Then the king cried, “Thou art some moonstruck hermit, leading out a life of folly alone. Get thee to the village thou knowest, and bring me help.”
But the old man answered him saying, “Great king, I am bound to obey thee, and all the creative might of my being I lay at thy feet; and lo, in the midst of this valley I make for thee beings such as I can produce. And all that thou hast seen is as nothing to what I can do for thee. The depths of the starry heavens have no limit, nor what I do for thee. Hast thou ever in thy life looked into the deep still ocean, and lost thy sight in the unseen depths? Even so thou wilt find no end in what I will give thee.

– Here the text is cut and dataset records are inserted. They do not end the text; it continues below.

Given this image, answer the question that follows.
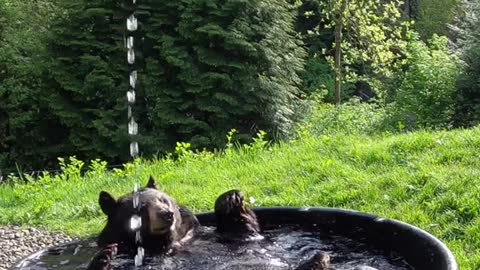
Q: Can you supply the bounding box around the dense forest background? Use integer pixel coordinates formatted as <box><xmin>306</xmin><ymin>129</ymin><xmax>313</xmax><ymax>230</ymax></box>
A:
<box><xmin>0</xmin><ymin>0</ymin><xmax>480</xmax><ymax>175</ymax></box>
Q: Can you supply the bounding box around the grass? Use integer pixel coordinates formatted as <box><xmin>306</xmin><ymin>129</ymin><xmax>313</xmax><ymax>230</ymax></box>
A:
<box><xmin>0</xmin><ymin>128</ymin><xmax>480</xmax><ymax>270</ymax></box>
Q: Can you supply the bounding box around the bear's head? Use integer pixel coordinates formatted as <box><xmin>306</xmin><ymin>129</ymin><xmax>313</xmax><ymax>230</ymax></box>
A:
<box><xmin>215</xmin><ymin>189</ymin><xmax>260</xmax><ymax>236</ymax></box>
<box><xmin>98</xmin><ymin>177</ymin><xmax>182</xmax><ymax>249</ymax></box>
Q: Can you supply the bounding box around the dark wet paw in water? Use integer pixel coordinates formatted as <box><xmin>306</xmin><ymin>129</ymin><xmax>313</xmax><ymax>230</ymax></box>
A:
<box><xmin>87</xmin><ymin>244</ymin><xmax>118</xmax><ymax>270</ymax></box>
<box><xmin>215</xmin><ymin>190</ymin><xmax>260</xmax><ymax>237</ymax></box>
<box><xmin>295</xmin><ymin>251</ymin><xmax>330</xmax><ymax>270</ymax></box>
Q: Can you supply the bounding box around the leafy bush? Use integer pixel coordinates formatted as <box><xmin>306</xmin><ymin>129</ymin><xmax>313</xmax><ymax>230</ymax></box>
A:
<box><xmin>395</xmin><ymin>34</ymin><xmax>460</xmax><ymax>129</ymax></box>
<box><xmin>455</xmin><ymin>1</ymin><xmax>480</xmax><ymax>127</ymax></box>
<box><xmin>300</xmin><ymin>98</ymin><xmax>389</xmax><ymax>134</ymax></box>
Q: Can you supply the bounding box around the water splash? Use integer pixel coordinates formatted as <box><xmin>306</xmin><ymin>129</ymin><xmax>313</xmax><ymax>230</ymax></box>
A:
<box><xmin>125</xmin><ymin>4</ymin><xmax>145</xmax><ymax>266</ymax></box>
<box><xmin>127</xmin><ymin>14</ymin><xmax>138</xmax><ymax>32</ymax></box>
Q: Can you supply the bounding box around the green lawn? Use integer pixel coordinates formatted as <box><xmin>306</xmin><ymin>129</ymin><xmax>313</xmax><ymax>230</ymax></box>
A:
<box><xmin>0</xmin><ymin>128</ymin><xmax>480</xmax><ymax>270</ymax></box>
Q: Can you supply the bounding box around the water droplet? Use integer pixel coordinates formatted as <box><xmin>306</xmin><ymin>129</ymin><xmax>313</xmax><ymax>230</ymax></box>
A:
<box><xmin>127</xmin><ymin>49</ymin><xmax>135</xmax><ymax>65</ymax></box>
<box><xmin>127</xmin><ymin>36</ymin><xmax>133</xmax><ymax>49</ymax></box>
<box><xmin>130</xmin><ymin>142</ymin><xmax>139</xmax><ymax>158</ymax></box>
<box><xmin>130</xmin><ymin>215</ymin><xmax>142</xmax><ymax>231</ymax></box>
<box><xmin>128</xmin><ymin>117</ymin><xmax>138</xmax><ymax>135</ymax></box>
<box><xmin>127</xmin><ymin>90</ymin><xmax>135</xmax><ymax>104</ymax></box>
<box><xmin>127</xmin><ymin>14</ymin><xmax>138</xmax><ymax>31</ymax></box>
<box><xmin>135</xmin><ymin>247</ymin><xmax>145</xmax><ymax>266</ymax></box>
<box><xmin>130</xmin><ymin>70</ymin><xmax>137</xmax><ymax>88</ymax></box>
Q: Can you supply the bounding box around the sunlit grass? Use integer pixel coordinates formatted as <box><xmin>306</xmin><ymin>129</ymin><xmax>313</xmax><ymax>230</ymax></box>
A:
<box><xmin>0</xmin><ymin>128</ymin><xmax>480</xmax><ymax>270</ymax></box>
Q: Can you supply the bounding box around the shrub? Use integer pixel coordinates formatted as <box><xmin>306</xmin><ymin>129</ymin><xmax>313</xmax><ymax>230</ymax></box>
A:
<box><xmin>300</xmin><ymin>98</ymin><xmax>389</xmax><ymax>135</ymax></box>
<box><xmin>395</xmin><ymin>34</ymin><xmax>460</xmax><ymax>129</ymax></box>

Hast thou ever in thy life sought the depths of thy love’s blue eyes, and found therein a world which stretched on endlessly? Even so I bring all to thy feet. Now that all the gladness of the world has departed from thee, behold, I am a more willing servant than ever thou hast had.”
And again he played, and a hut rose up with a patch of cleared soil around it, and a spring near by.

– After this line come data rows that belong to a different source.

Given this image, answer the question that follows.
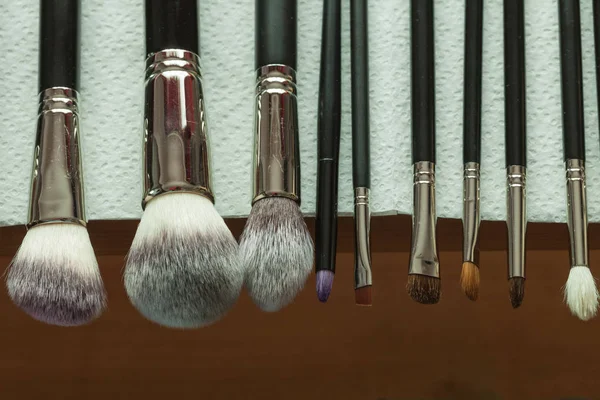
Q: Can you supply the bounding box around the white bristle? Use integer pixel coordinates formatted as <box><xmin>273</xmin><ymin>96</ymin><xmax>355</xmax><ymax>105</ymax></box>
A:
<box><xmin>240</xmin><ymin>197</ymin><xmax>313</xmax><ymax>311</ymax></box>
<box><xmin>124</xmin><ymin>192</ymin><xmax>244</xmax><ymax>328</ymax></box>
<box><xmin>564</xmin><ymin>266</ymin><xmax>599</xmax><ymax>321</ymax></box>
<box><xmin>6</xmin><ymin>223</ymin><xmax>106</xmax><ymax>326</ymax></box>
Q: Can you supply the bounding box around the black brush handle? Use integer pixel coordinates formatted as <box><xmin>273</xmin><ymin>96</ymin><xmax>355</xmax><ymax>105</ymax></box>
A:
<box><xmin>39</xmin><ymin>0</ymin><xmax>81</xmax><ymax>92</ymax></box>
<box><xmin>411</xmin><ymin>0</ymin><xmax>435</xmax><ymax>164</ymax></box>
<box><xmin>463</xmin><ymin>0</ymin><xmax>483</xmax><ymax>164</ymax></box>
<box><xmin>315</xmin><ymin>0</ymin><xmax>342</xmax><ymax>272</ymax></box>
<box><xmin>350</xmin><ymin>0</ymin><xmax>371</xmax><ymax>188</ymax></box>
<box><xmin>255</xmin><ymin>0</ymin><xmax>298</xmax><ymax>69</ymax></box>
<box><xmin>558</xmin><ymin>0</ymin><xmax>585</xmax><ymax>161</ymax></box>
<box><xmin>593</xmin><ymin>0</ymin><xmax>600</xmax><ymax>142</ymax></box>
<box><xmin>146</xmin><ymin>0</ymin><xmax>200</xmax><ymax>55</ymax></box>
<box><xmin>504</xmin><ymin>0</ymin><xmax>527</xmax><ymax>167</ymax></box>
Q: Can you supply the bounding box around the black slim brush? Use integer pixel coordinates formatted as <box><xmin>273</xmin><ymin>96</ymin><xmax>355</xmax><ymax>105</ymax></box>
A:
<box><xmin>460</xmin><ymin>0</ymin><xmax>483</xmax><ymax>301</ymax></box>
<box><xmin>407</xmin><ymin>0</ymin><xmax>441</xmax><ymax>304</ymax></box>
<box><xmin>350</xmin><ymin>0</ymin><xmax>372</xmax><ymax>306</ymax></box>
<box><xmin>315</xmin><ymin>0</ymin><xmax>342</xmax><ymax>302</ymax></box>
<box><xmin>6</xmin><ymin>0</ymin><xmax>106</xmax><ymax>326</ymax></box>
<box><xmin>240</xmin><ymin>0</ymin><xmax>314</xmax><ymax>311</ymax></box>
<box><xmin>504</xmin><ymin>0</ymin><xmax>527</xmax><ymax>308</ymax></box>
<box><xmin>558</xmin><ymin>0</ymin><xmax>598</xmax><ymax>321</ymax></box>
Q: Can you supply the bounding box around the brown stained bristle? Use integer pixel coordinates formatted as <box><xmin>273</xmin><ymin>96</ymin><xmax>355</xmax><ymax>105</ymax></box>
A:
<box><xmin>354</xmin><ymin>286</ymin><xmax>372</xmax><ymax>306</ymax></box>
<box><xmin>508</xmin><ymin>277</ymin><xmax>525</xmax><ymax>308</ymax></box>
<box><xmin>406</xmin><ymin>274</ymin><xmax>442</xmax><ymax>304</ymax></box>
<box><xmin>460</xmin><ymin>261</ymin><xmax>479</xmax><ymax>301</ymax></box>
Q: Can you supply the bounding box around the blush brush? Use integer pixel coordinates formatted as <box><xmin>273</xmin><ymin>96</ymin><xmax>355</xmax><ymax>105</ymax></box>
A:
<box><xmin>315</xmin><ymin>0</ymin><xmax>342</xmax><ymax>302</ymax></box>
<box><xmin>124</xmin><ymin>0</ymin><xmax>244</xmax><ymax>328</ymax></box>
<box><xmin>460</xmin><ymin>0</ymin><xmax>483</xmax><ymax>301</ymax></box>
<box><xmin>6</xmin><ymin>0</ymin><xmax>106</xmax><ymax>326</ymax></box>
<box><xmin>350</xmin><ymin>0</ymin><xmax>373</xmax><ymax>306</ymax></box>
<box><xmin>558</xmin><ymin>0</ymin><xmax>599</xmax><ymax>321</ymax></box>
<box><xmin>240</xmin><ymin>0</ymin><xmax>314</xmax><ymax>312</ymax></box>
<box><xmin>406</xmin><ymin>0</ymin><xmax>441</xmax><ymax>304</ymax></box>
<box><xmin>504</xmin><ymin>0</ymin><xmax>527</xmax><ymax>308</ymax></box>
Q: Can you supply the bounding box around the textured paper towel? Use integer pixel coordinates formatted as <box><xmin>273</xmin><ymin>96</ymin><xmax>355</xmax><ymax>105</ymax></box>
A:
<box><xmin>0</xmin><ymin>0</ymin><xmax>600</xmax><ymax>225</ymax></box>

Then the king said, “Here will I dwell, and if I am to be cut off from the rest of the world, I will lead a peaceful life in this valley.”

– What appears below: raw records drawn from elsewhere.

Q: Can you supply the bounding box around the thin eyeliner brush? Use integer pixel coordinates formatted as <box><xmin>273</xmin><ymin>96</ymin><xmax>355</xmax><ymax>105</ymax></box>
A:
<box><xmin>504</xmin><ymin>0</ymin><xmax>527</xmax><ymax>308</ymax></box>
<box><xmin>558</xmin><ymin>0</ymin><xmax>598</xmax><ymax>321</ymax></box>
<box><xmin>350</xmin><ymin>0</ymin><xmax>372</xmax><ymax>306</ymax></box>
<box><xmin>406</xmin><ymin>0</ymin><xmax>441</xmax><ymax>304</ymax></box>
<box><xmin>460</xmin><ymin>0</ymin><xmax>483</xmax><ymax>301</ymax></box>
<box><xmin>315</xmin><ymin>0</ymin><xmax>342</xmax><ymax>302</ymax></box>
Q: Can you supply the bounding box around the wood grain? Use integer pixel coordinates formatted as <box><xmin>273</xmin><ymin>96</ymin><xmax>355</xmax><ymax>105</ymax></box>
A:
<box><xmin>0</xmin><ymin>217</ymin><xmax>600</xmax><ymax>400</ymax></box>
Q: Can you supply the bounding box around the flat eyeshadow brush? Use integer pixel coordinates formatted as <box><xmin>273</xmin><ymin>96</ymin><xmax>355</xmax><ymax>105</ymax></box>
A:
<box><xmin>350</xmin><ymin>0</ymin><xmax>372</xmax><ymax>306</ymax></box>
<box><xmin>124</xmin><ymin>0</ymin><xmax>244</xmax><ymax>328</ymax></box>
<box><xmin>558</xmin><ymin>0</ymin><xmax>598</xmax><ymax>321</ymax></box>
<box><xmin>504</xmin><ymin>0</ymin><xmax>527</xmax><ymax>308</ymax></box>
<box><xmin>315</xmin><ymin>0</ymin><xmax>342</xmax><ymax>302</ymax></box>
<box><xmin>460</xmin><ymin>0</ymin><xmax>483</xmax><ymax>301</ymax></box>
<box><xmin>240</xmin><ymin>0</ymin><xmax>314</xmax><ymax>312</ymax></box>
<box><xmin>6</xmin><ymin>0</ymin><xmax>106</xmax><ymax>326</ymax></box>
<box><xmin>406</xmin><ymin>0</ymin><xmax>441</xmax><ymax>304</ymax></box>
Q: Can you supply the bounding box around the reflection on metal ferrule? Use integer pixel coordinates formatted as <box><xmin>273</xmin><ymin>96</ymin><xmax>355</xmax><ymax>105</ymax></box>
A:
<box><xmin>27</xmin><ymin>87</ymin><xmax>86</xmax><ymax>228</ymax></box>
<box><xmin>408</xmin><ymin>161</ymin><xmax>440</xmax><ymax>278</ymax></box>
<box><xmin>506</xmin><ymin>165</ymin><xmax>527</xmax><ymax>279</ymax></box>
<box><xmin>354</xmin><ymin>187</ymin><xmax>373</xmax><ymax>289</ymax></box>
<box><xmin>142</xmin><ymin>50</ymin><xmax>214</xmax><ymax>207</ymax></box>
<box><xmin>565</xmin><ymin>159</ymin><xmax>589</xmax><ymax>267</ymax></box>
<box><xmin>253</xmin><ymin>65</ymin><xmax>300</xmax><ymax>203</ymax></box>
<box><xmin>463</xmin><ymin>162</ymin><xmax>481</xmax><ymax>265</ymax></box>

The sun was rising, the sounds had ceased, and the old man had disappeared.
CHAPTER II.
He made his way slowly to the patch of cultivated ground, he knocked at the door of the hut, and then he called out. No answer was made to the sound of his voice, he entered, and saw a rude, plain interior. There were two forms half lying, half propped up by the walls, and some domestic implements lay about. But when he spoke to the beings they did not answer, and when he touched their arms they fell powerless on the ground and remained there. A terrible fear came on the king lest he should become such as these. He left them and again sought a possible outlet, but fruitlessly. And that evening he sought the old man again and inquired what sort of beings these were.
“For though in form and body like children outwardly,” said the king, “they do nothing and seem unable to move; are they in an enchanted slumber?”
Then the old man came near to the edge of the ravine and, speaking solemnly and low, said:
“O king, thou dost not yet know the nature of the place wherein thou art. For these children are like the children thou hast known always both in form and body. I have worked on them as far as is within my power. But here in this valley a law reigns which binds them in sleepfulness and powerlessness. For here in everything that is done there is as much pain as pleasure. If it is pleasant to tread a downward slope there is as much pain in ascending the upward slope. And in every action there is a pleasant part and a painful part, and in the tasting of every herb the beings feel a bitter taste and a sweet taste, so indistinguishably united that the pleasure and the pain of eating it are equally balanced. And as hunger increases the sense of the bitterness in the taste increases, so it is never more pleasant to eat than not to eat. Everything that can be done here affords no more pleasure than it does pain, from the greatest action down to the least movement. And the beings as I can make them, they follow pleasure and avoid pain. And if the pleasure and the pain are equal they do not move one way or the other.”